Yuval Haran spoke to his parents when he heard the news of a rocket barrage on the morning of October 7 that marked the beginning of the onslaught, and his mother Shoshan answered the phone whispering, saying she heard the shouts of terrorists outside. Shoshan and Avshalom Haran stopped answering and would only text, telling Yuval and Annalee that they were in deep trouble and didn’t know if they would survive.
The body of Eviatar’s caregiver, Paul Castelvi, was found several days later in the nearby Be’eri forest.
When Castelvi’s body was identified, the family feared that all 10 family members had been killed as well.
They then received a phone call from the Israeli security forces telling them there was a very good chance all 10 had been taken to Gaza.
“So all is in play,” said Smith.
Members of the Haran and Kipnis families have been trying to piece together information on their own.
According to Shoshan and Lilach’s brother Aviv, who visited the Haran home, the building had been torched and there were no bodies inside.
A friend of Avshalom Haran tried to call him many times that Saturday and at some point, someone answered the phone in Hebrew with an Arab accent and said the word “kidnapped.”
Tracking some of the family members’ phones, the relatives could see that at least part of the missing Haran family was in Gaza.
It’s all horribly ironic, said Smith, as this is a family with deep roots of social activism.
“These are people of peace, of social activism,” said Smith. “They’re people who are just extraordinary, the whole kibbutz was too.”
Lilach, a psychologist, worked with kids experiencing trauma, particularly from the country’s south, and has been active in Women in Black and Women Make Peace, part of the global women’s anti-war movement.
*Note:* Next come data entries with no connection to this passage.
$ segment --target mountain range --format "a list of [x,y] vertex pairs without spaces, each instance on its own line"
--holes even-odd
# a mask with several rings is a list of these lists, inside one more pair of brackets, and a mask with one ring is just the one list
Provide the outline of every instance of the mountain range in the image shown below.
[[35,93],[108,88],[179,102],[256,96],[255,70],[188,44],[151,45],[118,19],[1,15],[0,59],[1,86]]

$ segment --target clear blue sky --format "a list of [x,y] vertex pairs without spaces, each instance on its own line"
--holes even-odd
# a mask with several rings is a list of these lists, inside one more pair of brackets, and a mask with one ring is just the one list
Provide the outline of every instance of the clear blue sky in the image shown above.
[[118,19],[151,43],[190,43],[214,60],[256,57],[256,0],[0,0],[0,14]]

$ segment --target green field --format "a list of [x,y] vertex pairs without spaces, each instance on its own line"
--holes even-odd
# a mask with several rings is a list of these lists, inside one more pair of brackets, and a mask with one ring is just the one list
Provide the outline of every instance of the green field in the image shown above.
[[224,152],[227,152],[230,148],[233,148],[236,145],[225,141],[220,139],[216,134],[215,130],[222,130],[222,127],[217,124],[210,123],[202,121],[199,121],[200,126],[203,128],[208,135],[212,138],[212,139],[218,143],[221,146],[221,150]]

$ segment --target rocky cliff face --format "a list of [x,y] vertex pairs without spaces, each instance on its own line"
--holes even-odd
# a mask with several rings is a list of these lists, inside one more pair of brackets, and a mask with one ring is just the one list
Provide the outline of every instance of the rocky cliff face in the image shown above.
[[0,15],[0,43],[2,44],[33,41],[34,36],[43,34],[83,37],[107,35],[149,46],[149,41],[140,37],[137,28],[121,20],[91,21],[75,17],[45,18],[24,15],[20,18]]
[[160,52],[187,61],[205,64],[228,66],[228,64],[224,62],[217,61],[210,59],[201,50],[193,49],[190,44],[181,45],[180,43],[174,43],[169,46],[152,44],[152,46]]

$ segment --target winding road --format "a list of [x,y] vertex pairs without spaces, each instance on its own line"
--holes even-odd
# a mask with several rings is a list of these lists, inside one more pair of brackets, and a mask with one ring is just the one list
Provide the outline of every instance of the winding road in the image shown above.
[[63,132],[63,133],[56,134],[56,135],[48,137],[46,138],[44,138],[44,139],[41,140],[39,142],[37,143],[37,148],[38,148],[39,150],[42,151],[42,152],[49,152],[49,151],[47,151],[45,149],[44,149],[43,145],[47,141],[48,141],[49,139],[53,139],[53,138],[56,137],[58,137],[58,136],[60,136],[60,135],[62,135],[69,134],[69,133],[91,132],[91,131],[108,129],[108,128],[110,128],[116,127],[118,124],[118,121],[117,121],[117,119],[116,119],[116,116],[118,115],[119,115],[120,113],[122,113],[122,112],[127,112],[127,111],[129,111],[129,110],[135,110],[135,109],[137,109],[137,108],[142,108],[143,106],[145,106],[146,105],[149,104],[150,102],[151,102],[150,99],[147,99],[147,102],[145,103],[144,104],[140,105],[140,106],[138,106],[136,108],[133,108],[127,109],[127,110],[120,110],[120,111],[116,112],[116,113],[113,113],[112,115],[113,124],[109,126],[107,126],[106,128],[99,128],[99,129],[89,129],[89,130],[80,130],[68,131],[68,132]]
She frequently protested against Israel’s presence in the West Bank, added Smith.
Shoshan Haran is an agronomist specializing in plant protection, whose work includes a startup that deals with the lack of quality seeds for farmers in developing countries, with the goal of addressing world hunger.
The family is working their connections to the German government through Shoshan, who has German citizenship, along with her daughter and granddaughters.
There’s Italian citizenship in the family, as well, through Eviatar and Lilach, and Tal, Shoshan’s son-in-law, has Austrian citizenship.
“Lilach and Tari are people of peace, who believe in coexistence and had Palestinian and Bedouin friends,” Smith said. “Their focus in life is to fight the occupation, those were their values.”